# The Error Correction Module

The error correction module will take input from OCR and will try to match each word with the word present in the dictionary.   

I have tried to to do that with three methods :  
1. **Based on transformations:** The least number of transformations will be given the most preference.    
2. **Based on the probability of the word:** Here, I have allows a 'Fuzzy window'/number of transformations as 2. So, for up to 2 transformations, it will try to calculate the combination of the word and its probability. And the top 3 most probable words will be presented.  
3. **Using the N-gram Language model :** In the N-gram model I have calculated N-grams for the whole corpus, And for the test word, It will generate up to N-1 grams will generate their probabilities. From these probabilities, we can generate the approach of which character will be present next after the mistype.  


	   

### Sorting Imports : 

In [15]:
import nltk
from nltk import sent_tokenize, word_tokenize, RegexpTokenizer
from nltk.corpus import stopwords
from nltk.stem import WordNetLemmatizer
from collections import Counter
import re

For Imports, I have used NLTK for Tokenizing and Collections for Counter

### File Handling :

In [16]:
def FileLoad(filename):
    file = open(filename, "r")
    data = file.read()
    file.close()

    return data

In FileLoad(), I am taking a file from Corpus and read the file

In [17]:
textInput = FileLoad("europarl-v7.bg-en.en")

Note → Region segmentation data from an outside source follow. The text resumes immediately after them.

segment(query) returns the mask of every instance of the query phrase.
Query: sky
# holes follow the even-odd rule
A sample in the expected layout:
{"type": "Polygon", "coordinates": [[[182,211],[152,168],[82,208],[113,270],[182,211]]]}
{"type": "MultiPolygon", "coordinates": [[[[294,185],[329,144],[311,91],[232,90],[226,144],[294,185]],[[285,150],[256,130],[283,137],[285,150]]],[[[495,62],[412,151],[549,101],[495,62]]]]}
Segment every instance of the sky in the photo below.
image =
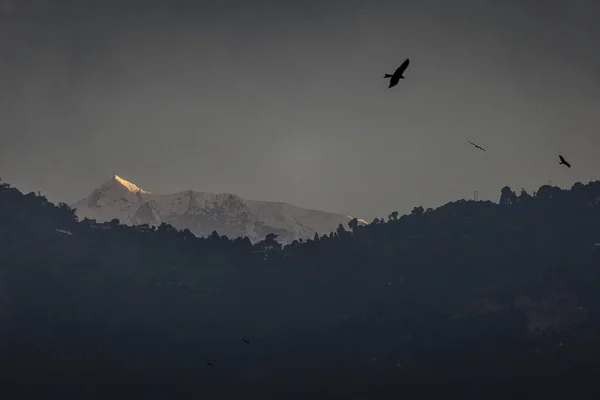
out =
{"type": "Polygon", "coordinates": [[[0,177],[369,220],[569,188],[600,179],[598,20],[597,0],[0,0],[0,177]]]}

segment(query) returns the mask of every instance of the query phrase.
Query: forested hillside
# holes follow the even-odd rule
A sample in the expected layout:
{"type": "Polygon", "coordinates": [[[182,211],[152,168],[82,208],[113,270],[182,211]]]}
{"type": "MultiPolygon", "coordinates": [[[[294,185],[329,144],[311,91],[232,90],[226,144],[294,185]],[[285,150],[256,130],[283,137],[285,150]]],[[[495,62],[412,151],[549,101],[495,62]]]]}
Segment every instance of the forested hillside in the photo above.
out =
{"type": "Polygon", "coordinates": [[[78,222],[2,184],[4,379],[350,390],[596,376],[600,182],[499,195],[281,248],[78,222]]]}

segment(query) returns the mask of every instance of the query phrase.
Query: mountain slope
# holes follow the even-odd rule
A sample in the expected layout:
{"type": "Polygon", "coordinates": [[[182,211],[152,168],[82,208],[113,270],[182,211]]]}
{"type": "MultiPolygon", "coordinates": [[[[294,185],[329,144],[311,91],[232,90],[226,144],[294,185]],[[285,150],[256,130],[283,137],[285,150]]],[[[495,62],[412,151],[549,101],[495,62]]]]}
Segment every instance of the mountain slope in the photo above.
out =
{"type": "MultiPolygon", "coordinates": [[[[344,227],[347,215],[307,210],[286,203],[246,200],[231,193],[187,190],[173,194],[145,191],[115,175],[88,197],[72,205],[79,219],[98,222],[119,219],[127,225],[157,226],[165,222],[189,229],[196,236],[213,231],[231,238],[248,236],[255,243],[269,233],[279,235],[283,244],[312,238],[344,227]]],[[[361,224],[366,224],[360,220],[361,224]]]]}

Here, I have taken a file from Europarl corpus 'europarl-v7.bg-en.en'

### Tokenize :

In [18]:
words = word_tokenize(textInput)

Here, I am using NLTK's built-in function (word_tokenize()) which takes text as an argument and returns a list of tokenized words.

### Data Preprocessing : 

In [19]:
words = [word.lower() for word in words if word.isalpha()]

Here, I am **preprocessing** the list of words by converting all the words into lowercase letters and only keeping the tokens which have alphabets in them like words, I have used word.isalpha() for this in order to remove the noise (. , / , "" etc..).  
Here I have removed everything except words e.g. : Numbers and Punctuation.  
But if we want to remove them separately, We can also use **isdigit()** for numbers or **re.sub()** for Regular expressions.    


In [20]:
StopW = set(stopwords.words("english"))

words = [w for w in words if not w in StopW]

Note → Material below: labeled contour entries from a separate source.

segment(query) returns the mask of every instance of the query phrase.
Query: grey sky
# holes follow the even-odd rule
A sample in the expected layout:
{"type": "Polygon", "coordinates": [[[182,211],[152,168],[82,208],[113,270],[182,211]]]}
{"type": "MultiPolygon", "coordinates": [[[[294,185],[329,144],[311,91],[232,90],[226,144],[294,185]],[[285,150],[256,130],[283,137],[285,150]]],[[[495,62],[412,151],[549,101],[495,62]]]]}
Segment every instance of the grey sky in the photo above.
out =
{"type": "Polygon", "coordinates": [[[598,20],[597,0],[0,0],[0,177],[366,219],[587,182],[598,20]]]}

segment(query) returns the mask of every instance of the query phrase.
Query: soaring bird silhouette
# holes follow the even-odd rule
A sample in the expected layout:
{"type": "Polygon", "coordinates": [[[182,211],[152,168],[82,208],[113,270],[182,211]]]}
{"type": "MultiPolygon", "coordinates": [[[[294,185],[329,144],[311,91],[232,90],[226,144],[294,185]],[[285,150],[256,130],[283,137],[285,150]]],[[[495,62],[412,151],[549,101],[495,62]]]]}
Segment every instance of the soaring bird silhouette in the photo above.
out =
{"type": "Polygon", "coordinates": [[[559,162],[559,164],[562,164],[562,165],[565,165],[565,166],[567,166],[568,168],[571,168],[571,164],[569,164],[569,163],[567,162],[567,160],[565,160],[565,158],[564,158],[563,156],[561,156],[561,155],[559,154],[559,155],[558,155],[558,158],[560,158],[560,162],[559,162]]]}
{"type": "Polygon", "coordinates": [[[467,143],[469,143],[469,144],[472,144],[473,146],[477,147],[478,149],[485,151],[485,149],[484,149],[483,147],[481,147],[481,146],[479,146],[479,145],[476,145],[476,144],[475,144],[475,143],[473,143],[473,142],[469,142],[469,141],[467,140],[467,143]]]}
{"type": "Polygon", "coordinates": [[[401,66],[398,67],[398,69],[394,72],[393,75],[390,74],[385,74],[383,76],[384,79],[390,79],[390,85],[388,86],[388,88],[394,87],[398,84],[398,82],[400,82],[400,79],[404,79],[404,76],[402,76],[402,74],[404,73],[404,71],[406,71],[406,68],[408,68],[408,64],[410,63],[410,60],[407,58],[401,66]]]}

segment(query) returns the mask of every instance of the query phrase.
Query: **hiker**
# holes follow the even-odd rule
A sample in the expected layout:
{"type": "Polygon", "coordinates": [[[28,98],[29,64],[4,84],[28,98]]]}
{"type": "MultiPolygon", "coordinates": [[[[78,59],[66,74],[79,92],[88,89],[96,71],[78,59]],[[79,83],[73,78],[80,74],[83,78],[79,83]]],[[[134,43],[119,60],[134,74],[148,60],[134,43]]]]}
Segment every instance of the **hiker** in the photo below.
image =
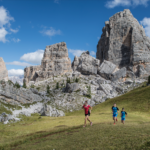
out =
{"type": "Polygon", "coordinates": [[[118,112],[119,112],[119,109],[118,109],[118,107],[116,107],[116,103],[114,103],[114,106],[112,106],[112,114],[113,114],[114,124],[116,123],[116,121],[118,121],[118,119],[117,119],[118,112]]]}
{"type": "Polygon", "coordinates": [[[125,119],[126,119],[127,113],[124,111],[124,108],[122,108],[121,111],[121,122],[124,124],[125,119]]]}
{"type": "Polygon", "coordinates": [[[82,109],[84,108],[85,110],[85,122],[84,122],[84,126],[86,126],[86,121],[88,120],[90,122],[90,125],[92,126],[92,122],[90,121],[89,119],[89,116],[91,114],[91,110],[92,110],[92,107],[90,105],[87,104],[87,101],[85,101],[84,105],[82,106],[82,109]],[[89,111],[89,108],[91,108],[91,110],[89,111]]]}

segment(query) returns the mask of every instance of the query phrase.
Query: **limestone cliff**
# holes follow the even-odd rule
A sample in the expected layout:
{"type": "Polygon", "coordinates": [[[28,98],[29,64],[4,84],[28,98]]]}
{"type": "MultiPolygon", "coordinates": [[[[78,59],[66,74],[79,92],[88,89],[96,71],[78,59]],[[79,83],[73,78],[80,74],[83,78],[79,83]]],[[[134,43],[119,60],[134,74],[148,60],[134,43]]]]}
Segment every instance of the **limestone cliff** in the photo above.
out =
{"type": "Polygon", "coordinates": [[[139,76],[141,69],[150,72],[150,39],[130,10],[110,17],[102,31],[96,54],[101,63],[111,61],[119,68],[130,68],[139,76]]]}
{"type": "Polygon", "coordinates": [[[8,71],[2,57],[0,57],[0,80],[8,80],[8,71]]]}

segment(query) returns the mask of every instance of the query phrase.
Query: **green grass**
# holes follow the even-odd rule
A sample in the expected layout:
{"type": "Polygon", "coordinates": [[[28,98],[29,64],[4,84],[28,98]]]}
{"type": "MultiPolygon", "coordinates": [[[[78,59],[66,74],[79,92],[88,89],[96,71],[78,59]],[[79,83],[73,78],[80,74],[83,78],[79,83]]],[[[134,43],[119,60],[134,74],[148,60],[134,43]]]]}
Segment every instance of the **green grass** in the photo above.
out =
{"type": "Polygon", "coordinates": [[[0,149],[32,150],[147,150],[150,149],[150,87],[140,87],[93,107],[93,126],[83,128],[83,110],[65,117],[23,117],[0,124],[0,149]],[[128,113],[125,125],[113,125],[113,103],[128,113]]]}

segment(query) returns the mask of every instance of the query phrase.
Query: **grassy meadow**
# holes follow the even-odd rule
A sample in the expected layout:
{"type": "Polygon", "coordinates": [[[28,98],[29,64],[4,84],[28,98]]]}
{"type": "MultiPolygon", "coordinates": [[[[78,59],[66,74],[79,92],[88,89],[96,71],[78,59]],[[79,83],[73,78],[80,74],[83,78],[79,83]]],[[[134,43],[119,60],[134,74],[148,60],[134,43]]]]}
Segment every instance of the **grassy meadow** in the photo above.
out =
{"type": "Polygon", "coordinates": [[[91,127],[83,128],[84,111],[65,117],[34,114],[22,121],[0,124],[0,150],[148,150],[150,149],[150,87],[139,87],[127,94],[93,107],[91,127]],[[113,103],[128,113],[125,124],[113,124],[113,103]]]}

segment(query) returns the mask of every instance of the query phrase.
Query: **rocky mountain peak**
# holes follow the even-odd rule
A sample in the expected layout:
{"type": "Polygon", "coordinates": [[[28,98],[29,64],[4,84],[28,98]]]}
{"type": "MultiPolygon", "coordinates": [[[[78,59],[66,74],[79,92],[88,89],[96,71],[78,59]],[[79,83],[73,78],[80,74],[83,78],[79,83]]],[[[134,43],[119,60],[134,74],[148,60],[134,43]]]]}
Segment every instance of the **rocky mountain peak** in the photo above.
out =
{"type": "Polygon", "coordinates": [[[150,40],[130,10],[125,9],[110,17],[102,31],[96,54],[100,63],[107,60],[119,68],[131,66],[135,74],[141,64],[149,71],[150,40]]]}

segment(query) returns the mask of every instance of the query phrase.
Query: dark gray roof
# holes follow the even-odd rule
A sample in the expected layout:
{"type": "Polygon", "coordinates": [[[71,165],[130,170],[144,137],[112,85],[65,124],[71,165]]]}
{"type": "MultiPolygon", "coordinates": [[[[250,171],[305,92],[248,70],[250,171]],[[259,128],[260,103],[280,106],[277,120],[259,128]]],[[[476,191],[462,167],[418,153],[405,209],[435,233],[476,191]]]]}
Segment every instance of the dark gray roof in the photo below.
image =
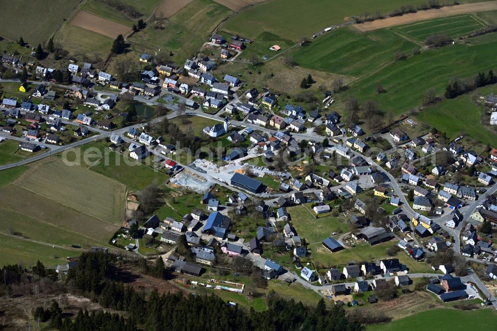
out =
{"type": "Polygon", "coordinates": [[[323,241],[323,245],[329,248],[332,250],[340,249],[343,248],[343,247],[339,243],[336,241],[334,238],[329,237],[323,241]]]}

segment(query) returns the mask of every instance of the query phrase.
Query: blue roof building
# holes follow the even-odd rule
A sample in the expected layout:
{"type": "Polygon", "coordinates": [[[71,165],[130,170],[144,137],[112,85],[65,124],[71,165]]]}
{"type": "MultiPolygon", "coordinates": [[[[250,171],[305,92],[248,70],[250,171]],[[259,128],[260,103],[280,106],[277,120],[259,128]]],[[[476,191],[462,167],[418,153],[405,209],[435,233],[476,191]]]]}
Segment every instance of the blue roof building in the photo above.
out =
{"type": "Polygon", "coordinates": [[[272,269],[276,271],[278,273],[280,273],[283,271],[283,267],[274,261],[271,261],[269,259],[266,260],[265,263],[264,263],[264,268],[266,270],[271,270],[272,269]]]}
{"type": "Polygon", "coordinates": [[[260,193],[266,188],[262,183],[258,180],[238,172],[235,173],[231,177],[231,185],[241,187],[253,193],[260,193]]]}
{"type": "Polygon", "coordinates": [[[446,293],[441,294],[440,298],[444,302],[448,301],[453,301],[454,300],[462,300],[468,298],[468,293],[464,290],[460,291],[454,291],[454,292],[448,292],[446,293]]]}
{"type": "Polygon", "coordinates": [[[343,249],[343,247],[336,241],[334,238],[329,237],[323,241],[323,246],[325,248],[329,249],[331,252],[337,251],[343,249]]]}
{"type": "Polygon", "coordinates": [[[216,212],[209,215],[203,232],[222,240],[226,235],[231,219],[216,212]]]}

Here, I have used NLTK's **Stopwords** functionality to remove the stopwords such as the, is, at, which, on, etc. in order to further clean the list of tokens.  

In [21]:
lemmatizer = WordNetLemmatizer()

words = [lemmatizer.lemmatize(w) for w in words]

Here, I have used NLTK's Lemmatizers to only keep the root of the words in order to decrease the frequency of similar words.    

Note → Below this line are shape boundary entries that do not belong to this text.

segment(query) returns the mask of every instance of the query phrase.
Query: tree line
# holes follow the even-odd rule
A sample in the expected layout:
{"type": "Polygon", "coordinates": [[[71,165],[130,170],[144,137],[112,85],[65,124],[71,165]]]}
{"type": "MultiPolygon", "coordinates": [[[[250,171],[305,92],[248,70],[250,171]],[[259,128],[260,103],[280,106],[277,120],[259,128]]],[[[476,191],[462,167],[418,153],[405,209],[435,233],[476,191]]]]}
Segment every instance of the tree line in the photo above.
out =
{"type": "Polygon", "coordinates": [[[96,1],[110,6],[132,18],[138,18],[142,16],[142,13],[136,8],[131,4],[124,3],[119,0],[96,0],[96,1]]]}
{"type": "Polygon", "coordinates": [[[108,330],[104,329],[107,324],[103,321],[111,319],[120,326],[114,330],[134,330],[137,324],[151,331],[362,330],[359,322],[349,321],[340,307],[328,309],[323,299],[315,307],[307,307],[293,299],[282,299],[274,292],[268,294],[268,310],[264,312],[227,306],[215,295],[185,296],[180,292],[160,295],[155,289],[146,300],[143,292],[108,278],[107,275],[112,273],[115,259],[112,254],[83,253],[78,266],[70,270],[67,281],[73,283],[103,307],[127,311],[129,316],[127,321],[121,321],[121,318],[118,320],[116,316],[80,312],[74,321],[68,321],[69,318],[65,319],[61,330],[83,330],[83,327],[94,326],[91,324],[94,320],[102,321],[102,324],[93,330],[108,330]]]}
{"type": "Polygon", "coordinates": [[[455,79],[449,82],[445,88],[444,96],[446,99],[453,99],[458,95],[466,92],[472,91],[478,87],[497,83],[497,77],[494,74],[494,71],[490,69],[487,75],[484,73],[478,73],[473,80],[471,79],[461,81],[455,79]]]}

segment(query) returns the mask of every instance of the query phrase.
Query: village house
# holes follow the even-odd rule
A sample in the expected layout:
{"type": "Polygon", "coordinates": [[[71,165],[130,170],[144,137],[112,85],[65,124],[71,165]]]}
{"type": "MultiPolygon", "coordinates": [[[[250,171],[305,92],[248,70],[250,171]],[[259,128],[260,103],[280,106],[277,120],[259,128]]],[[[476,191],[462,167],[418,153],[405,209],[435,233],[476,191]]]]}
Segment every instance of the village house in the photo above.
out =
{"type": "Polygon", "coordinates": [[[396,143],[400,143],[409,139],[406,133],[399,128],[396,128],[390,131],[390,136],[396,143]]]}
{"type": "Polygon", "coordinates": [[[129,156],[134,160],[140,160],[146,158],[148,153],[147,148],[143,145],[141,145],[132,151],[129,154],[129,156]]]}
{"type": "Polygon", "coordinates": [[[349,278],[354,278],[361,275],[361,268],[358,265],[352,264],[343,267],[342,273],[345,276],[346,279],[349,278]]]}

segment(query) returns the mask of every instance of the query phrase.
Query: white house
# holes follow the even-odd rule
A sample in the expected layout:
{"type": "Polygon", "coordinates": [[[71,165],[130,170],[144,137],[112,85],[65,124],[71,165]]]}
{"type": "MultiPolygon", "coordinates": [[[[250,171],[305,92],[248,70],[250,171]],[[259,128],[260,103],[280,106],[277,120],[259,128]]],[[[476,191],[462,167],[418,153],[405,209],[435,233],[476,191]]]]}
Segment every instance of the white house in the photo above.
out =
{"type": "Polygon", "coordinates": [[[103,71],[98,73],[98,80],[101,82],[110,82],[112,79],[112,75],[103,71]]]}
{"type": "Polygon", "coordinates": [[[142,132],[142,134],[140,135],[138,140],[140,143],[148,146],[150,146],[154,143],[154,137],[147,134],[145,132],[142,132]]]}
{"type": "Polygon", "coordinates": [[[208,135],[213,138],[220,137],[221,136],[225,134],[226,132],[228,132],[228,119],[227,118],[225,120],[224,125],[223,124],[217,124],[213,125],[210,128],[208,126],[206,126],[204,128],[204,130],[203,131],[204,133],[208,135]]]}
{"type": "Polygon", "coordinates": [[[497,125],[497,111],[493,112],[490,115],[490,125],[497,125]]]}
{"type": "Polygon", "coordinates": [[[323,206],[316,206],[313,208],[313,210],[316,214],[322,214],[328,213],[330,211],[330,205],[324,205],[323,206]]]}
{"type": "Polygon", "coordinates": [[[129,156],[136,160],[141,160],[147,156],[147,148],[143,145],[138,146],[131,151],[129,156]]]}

**Stemming vs Lemmatization :**  
In stemming, We remove the prefixes and suffixes to keep the stem of the word, even if the word is not valid.    
This is done in order to keep a group of the same words with different grammar infliction together.      
Generally, Stemmers have an algorithm so they are fast as compared to Lemmatizers.  
In Lemmatizing, the algorithm makes sure that after the reduction is done, the word (root) still has a meaning/the word is present in the language.  

Stemming vs Lemmatizing depends on the type of application.  
As we are working with an OCR language application, language is important and so used lemmatization as it uses a corpus to match root forms.  
  

In [22]:
WordDict = Counter(words)

Counter to create a dictionary of words with frequency.

In [23]:
TotalWords = sum(WordDict.values())


def probability(word):
    prob = (WordDict[word] / TotalWords) * 100
    return prob


def edits1(word):
    letters = "abcdefghijklmnopqrstuvwxyz"
    splits = [(word[:i], word[i:]) for i in range(len(word) + 1)]
    deletes = [L + R[1:] for L, R in splits if R]
    transposes = [L + R[1] + R[0] + R[2:] for L, R in splits if len(R) > 1]
    replaces = [L + c + R[1:] for L, R in splits if R for c in letters]
    inserts = [L + c + R for L, R in splits for c in letters]
    return set(deletes + transposes + replaces + inserts)


def edits2(word):
    return (e2 for e1 in edits1(word) for e2 in edits1(e1))

Here, I have defined 3 functions :   
1. probability: Which calculates the probability of the word.  
2. edits1: all the combination of words that are possible with 1 transformation  
e.g.: splitting, deleting, transposing, replacing and inserting  
3. edits2: all the combination of words that are possible with 2 transformations  

Here the number of transformations represents the Edit distance between the two words.  
Edit distance compares the two words and tries to quantify how dissimilar they are and how many operations it will take to match them.  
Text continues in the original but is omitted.